I'd roll my own again for many reasons, not least because AWS is ridiculously overpriced, but if you're first using EC2 and so already taking the costs of being on AWS I'd recommend people use RDS over rolling their own any day unless they're very familiar with what proper redundancy and backup strategies entails .

A high but predictable cost is completely different from an unpredictable cost risk wise.

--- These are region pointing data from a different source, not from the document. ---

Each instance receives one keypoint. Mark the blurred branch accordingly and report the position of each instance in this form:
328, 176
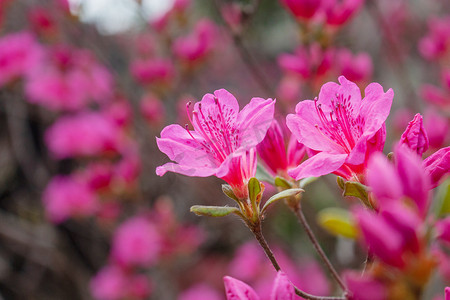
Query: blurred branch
243, 51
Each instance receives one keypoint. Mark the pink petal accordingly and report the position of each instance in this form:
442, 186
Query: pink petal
415, 136
282, 288
415, 180
383, 180
318, 165
192, 158
254, 120
302, 126
237, 290
347, 89
437, 165
375, 108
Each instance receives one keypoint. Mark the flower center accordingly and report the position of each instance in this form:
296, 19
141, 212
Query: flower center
339, 125
217, 128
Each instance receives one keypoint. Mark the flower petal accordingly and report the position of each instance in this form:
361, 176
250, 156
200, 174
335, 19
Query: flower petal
303, 127
282, 288
347, 89
253, 122
237, 290
375, 108
318, 165
190, 154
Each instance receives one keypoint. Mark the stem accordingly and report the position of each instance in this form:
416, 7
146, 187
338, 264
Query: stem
245, 54
257, 232
298, 212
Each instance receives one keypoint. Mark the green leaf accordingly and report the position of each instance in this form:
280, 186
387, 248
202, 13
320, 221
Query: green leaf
356, 189
254, 190
281, 195
338, 222
341, 182
282, 183
306, 181
228, 190
263, 175
214, 211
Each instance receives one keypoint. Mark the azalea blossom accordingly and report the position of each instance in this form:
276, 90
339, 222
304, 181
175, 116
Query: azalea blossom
415, 136
274, 154
341, 127
223, 140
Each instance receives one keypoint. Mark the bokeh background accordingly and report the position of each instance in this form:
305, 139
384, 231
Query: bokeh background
87, 85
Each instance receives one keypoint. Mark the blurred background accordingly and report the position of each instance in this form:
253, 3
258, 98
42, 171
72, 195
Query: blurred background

Hopefully you are not running a company nor anything that involves risk taking.

he is the CEO lol
That is wasteful too, but deterministically wasteful. You know exactly how wasteful you are being and how much it will cost.. no surprises.
After that comment, I hope you have a CTO who keeps you away from the engineering decisions.
This limitation prohibits the use of joins until a session parameter like 'set max_logical_reads to xxx' is available.
They're not alone in this approach. BigQuery and DynamoDB also meter data usage based on the amount of data processed during a query.
BigQuery allows you to specify maximum billed bytes for a query to avoid situations like this. You can also purchase slots for fixed cost unlimited queries.
Authzed[0] also does somewhat similar with SpiceDB[1], but charges based on query complexity for the levels of nesting in the graph traversal, rather than the actual number of rows affect. A flat query is easy to compute, thus cheap.

[0]: https://authzed.com/pricing

[1]: https://github.com/authzed/spicedb

One difference with DynamoDB is that there's no query planner, so you can have a pretty good sense of how many items you'll hit and how big that read is.